Sorry, probably misused that ideom (not a native speaker). Essentially, what I meant was if the code snipped you posted is still copy/paste ready or if something inside of ranges-v3 has changed that it needs adaption.

I don't feel qualified to really work on this library, but I can do copy past and write a few lines executing the code.

CaseyCarter commented 5 years ago

Sorry, probably misused that ideom (not a native speaker). Essentially, what I meant was if the code snipped you posted is still copy/paste ready or if something inside of ranges-v3 has changed that it needs adaption.

range_difference_t should be updated to range_difference_type_t, but otherwise that snippet is still how I would write it today.

MikeGitb commented 5 years ago

Tanks, I'll make a PR

MikeGitb commented 5 years ago

Quick off-topic question: I'm not up to date with the standardization process for ranges, is there any plan to add enumerate to the standard library? At least in my code the missing "enumerate" is the number two reason why index based for loops are still used sometimes (number one is a missing zip) - and yes, in many projects we actually have our own hand-roled enumerate wrapper.

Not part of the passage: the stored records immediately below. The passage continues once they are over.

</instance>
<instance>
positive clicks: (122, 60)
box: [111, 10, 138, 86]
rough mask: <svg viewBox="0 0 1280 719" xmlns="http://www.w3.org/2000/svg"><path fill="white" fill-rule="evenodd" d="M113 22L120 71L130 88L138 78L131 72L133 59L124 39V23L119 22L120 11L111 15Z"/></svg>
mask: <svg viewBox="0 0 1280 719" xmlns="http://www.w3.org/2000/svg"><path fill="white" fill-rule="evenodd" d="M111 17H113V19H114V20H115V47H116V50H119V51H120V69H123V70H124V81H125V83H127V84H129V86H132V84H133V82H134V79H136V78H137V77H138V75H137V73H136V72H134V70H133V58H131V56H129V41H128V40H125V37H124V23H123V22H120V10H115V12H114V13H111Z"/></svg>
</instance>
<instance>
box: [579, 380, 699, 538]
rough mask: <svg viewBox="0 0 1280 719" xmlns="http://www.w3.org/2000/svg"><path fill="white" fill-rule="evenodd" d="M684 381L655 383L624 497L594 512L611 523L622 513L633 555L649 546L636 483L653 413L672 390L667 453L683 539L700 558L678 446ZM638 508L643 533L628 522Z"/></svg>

CaseyCarter commented 5 years ago

range-v3 is largely an enormous list of "things we'd like to add to the standard library sometime", but that doesn't quite qualify as a "plan". We'll probably sneak zip in just under the C++20 feature freeze, but enumerate won't make it.

KindDragon commented 5 years ago

but enumerate won't make it.

:disappointed:

MikeGitb commented 5 years ago

Sorry to hear that. I really hope we will at least get zip.

Just an Idea here: Once ranges are in the standard, it would be nice to have a lightweight version of ranges-v3 (or https://github.com/CaseyCarter/cmcstl2) that is rebased on c++20, uses the actual language concepts and provides the missing views and actions.

In any case: Thanks a lot to both of you for all your hard work (and anyone else who contributed to the ranges library and the TS).

I think this issue can be closed now - right?

CaseyCarter commented 5 years ago

I really hope we will at least get zip.

zip is in p1035 and will hopefully make 20. It's a bit messy due to needing changes to tuple to make tuple-of-references a little more referency, but will hopefully get in under the wire.

One of my remaining tasks for C++20 is to expose enough of the pipe operator machinery - which is currently specified in [range.adaptors] as magic for Standard View adaptors that "does the right thing" - so that user-defined View adaptors - such as those in range-v3 - can integrate well with compositions of Standard View adaptors.